Can countries that prohibit abortion provide quality maternal healthcare?

Would you expect a country that prohibits all abortion to have a higher or lower rate of maternal mortality? Can countries which prohibit abortion achieve a standard of maternal healthcare comparable with those that permit abortion?

The answer revealed in a new video, which sets out to answer these questions from a scientific and medical perspective, may surprise you.

Medical experts in maternal healthcare testified before the United Nations Commission on the Status of Women in March that direct abortion is not necessary to save the life of the mother in any circumstance. Several of the speakers were panelists at the International Symposium on Maternal Healthcare which released the Dublin Declaration last Fall.

Findings from Ireland, Chile, and Malta indicate that prohibiting abortion is consistent with providing high quality medical care to pregnant mothers. Ireland consistently boasts one of the lowest maternal mortality rates in the world according to the UN, UNICEF, and WHO (#1 in 2005, #3 in 2008). The 1989 ban on abortion in Chile was correlated to a near complete reduction in abortion-related maternal mortality. In 2008, Chile had the second lowest maternal mortality rate in the Americas, just behind Canada and ahead of the United States. Malta, which prohibits abortion in all cases, achieved one of the best maternal mortality rates in the world in 2008 according to new data published in The Lancet.

MMR Comparison Chart

In fact, widespread access to abortion may actually increase abortion-related mortality! Developed nations with easy access to abortion typically have a higher rate of maternal deaths caused by abortion, despite their generally higher quality healthcare systems. According to the WHO, abortion-related mortality is responsible for 8.2% of maternal deaths in developed countries, while in Africa (where abortion is restricted and where 56% of all maternal deaths occur worldwide), abortion is related to less than 4% of maternal deaths.

Despite the claims of abortion advocates, the weight of scientific evidence over decades of research demonstrates that abortion is not a rational answer to maternal mortality. In reality, education and access to higher quality healthcare (especially better access to prenatal and perinatal care) decreases maternal mortality most effectively, not access to abortion.

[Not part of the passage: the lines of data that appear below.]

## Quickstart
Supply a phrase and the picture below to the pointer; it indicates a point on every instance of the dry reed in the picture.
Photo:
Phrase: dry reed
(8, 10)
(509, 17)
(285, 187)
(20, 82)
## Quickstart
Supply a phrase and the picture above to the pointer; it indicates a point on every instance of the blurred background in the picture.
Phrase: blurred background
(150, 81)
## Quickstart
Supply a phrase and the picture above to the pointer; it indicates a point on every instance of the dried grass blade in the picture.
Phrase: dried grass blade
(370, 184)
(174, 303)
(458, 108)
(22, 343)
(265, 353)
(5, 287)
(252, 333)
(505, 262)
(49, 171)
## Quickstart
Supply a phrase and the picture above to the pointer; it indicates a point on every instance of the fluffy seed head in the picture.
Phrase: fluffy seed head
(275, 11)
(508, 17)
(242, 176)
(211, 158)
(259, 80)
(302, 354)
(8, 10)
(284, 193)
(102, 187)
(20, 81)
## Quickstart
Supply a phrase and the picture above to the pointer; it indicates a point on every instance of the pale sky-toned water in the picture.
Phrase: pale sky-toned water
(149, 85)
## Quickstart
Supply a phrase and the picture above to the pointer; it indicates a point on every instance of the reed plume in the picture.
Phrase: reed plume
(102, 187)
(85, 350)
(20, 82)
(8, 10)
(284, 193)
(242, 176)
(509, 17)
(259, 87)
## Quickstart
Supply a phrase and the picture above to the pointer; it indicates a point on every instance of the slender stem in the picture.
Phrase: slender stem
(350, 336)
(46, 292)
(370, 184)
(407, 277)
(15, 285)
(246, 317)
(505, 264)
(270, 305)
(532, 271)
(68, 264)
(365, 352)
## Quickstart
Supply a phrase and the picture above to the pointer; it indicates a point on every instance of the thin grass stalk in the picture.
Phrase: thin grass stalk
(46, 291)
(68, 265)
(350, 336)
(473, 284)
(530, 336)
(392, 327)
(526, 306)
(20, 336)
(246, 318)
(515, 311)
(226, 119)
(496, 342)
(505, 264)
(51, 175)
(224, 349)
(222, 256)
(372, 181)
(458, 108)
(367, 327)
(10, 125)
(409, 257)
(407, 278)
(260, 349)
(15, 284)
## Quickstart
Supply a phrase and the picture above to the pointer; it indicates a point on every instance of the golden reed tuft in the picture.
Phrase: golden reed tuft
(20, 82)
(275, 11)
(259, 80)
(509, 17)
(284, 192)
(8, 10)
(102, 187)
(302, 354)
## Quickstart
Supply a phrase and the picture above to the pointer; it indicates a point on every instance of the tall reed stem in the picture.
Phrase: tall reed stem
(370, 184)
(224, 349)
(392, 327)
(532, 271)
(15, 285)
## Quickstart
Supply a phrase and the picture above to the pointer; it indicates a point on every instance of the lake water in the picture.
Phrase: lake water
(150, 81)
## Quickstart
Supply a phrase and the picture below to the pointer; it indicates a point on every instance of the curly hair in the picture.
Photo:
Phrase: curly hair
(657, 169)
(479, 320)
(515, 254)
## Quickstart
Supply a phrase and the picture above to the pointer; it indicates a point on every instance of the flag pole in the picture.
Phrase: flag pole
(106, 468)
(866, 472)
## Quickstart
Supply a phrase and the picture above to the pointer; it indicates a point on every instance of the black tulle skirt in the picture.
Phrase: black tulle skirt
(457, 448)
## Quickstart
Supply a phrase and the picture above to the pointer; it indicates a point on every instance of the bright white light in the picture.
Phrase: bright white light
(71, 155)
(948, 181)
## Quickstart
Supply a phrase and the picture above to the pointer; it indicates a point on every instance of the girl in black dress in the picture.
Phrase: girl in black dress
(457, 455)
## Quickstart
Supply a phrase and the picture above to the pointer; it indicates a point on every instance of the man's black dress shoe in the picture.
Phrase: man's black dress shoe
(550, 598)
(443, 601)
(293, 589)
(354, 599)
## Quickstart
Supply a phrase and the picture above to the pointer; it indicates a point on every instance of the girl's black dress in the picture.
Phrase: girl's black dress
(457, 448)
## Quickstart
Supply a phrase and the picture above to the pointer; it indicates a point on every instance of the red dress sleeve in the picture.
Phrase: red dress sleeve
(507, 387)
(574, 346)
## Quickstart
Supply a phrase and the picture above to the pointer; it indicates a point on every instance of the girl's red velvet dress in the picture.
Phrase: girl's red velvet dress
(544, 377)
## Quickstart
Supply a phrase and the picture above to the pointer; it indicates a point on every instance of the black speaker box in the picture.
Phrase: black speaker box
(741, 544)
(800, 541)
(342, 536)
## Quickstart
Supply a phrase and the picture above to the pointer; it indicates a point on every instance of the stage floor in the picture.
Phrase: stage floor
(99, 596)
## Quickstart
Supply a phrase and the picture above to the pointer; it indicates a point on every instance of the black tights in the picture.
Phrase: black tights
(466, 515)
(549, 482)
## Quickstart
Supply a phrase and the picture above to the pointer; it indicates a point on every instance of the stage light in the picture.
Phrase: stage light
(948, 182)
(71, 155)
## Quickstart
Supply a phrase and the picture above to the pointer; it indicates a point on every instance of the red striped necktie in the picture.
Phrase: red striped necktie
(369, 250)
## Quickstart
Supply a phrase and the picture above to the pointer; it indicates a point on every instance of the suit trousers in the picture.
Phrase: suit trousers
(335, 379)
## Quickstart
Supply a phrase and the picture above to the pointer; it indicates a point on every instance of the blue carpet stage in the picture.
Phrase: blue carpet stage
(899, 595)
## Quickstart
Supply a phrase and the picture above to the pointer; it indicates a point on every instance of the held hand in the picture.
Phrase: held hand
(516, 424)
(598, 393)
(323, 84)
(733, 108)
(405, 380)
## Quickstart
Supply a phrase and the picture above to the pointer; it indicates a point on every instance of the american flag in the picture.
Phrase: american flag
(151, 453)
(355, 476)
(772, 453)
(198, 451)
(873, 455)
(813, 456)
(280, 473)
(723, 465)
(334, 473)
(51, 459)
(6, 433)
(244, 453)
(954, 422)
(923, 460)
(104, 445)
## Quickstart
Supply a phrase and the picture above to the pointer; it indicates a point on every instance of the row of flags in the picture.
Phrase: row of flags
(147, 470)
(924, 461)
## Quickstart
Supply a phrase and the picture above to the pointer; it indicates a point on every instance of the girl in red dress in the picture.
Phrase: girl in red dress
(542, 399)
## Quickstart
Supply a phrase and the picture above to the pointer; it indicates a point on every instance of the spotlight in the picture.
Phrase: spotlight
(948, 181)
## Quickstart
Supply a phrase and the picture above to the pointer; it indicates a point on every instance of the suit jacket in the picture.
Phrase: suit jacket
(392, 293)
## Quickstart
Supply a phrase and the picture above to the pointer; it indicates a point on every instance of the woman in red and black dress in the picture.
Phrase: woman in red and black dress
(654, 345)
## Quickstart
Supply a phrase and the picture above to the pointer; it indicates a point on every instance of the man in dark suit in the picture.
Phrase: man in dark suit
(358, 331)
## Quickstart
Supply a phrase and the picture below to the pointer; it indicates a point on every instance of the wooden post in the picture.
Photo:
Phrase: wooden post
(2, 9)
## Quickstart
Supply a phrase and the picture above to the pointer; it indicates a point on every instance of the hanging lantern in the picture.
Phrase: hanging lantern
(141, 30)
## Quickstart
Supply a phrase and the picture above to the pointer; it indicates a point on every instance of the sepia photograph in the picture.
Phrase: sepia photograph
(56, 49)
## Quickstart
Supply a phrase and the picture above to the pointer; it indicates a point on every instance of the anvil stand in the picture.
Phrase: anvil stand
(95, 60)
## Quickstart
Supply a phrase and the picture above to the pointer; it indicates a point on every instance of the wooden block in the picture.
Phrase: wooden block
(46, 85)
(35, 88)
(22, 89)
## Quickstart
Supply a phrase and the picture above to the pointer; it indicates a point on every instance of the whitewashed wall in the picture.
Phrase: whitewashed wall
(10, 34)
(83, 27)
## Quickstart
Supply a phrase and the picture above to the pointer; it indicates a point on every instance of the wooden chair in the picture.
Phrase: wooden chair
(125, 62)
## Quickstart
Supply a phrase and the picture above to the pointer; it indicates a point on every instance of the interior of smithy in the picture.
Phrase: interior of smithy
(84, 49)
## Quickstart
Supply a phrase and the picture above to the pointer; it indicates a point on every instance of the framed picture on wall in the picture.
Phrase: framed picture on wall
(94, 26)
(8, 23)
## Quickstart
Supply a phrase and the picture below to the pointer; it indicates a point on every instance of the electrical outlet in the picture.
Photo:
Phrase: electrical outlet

    1. On a point of information, you are in error in including Ireland in the list of countries that have prohibited. Unfortunately, Ireland has already made it legal. Of course you can still use the statistics for Ireland prior to the law being changed. But please continue in the great work you are doing.

  1. I’m as pro-life as they come, but I have a small problem (or misunderstanding) with the facts as presented in this article. You are claiming that banning abortion reduces abortion-related maternal mortality, and therefore abortion should be banned. All that says is that abortion carries with it a risk on the mother’s life. It is similar to claiming that if we banned motorized vehicles, then deaths from motor vehicle accidents would drop. Well of course they would! But that’s not much of an argument for banning motor vehicles.

    Do you have information that shows OVERALL maternal mortality rates for places where abortion is banned, versus where it is legal? That could potentially be a much stronger argument.

    All that said, maybe I just did not understand the facts in the article. Please correct me if I’m wrong.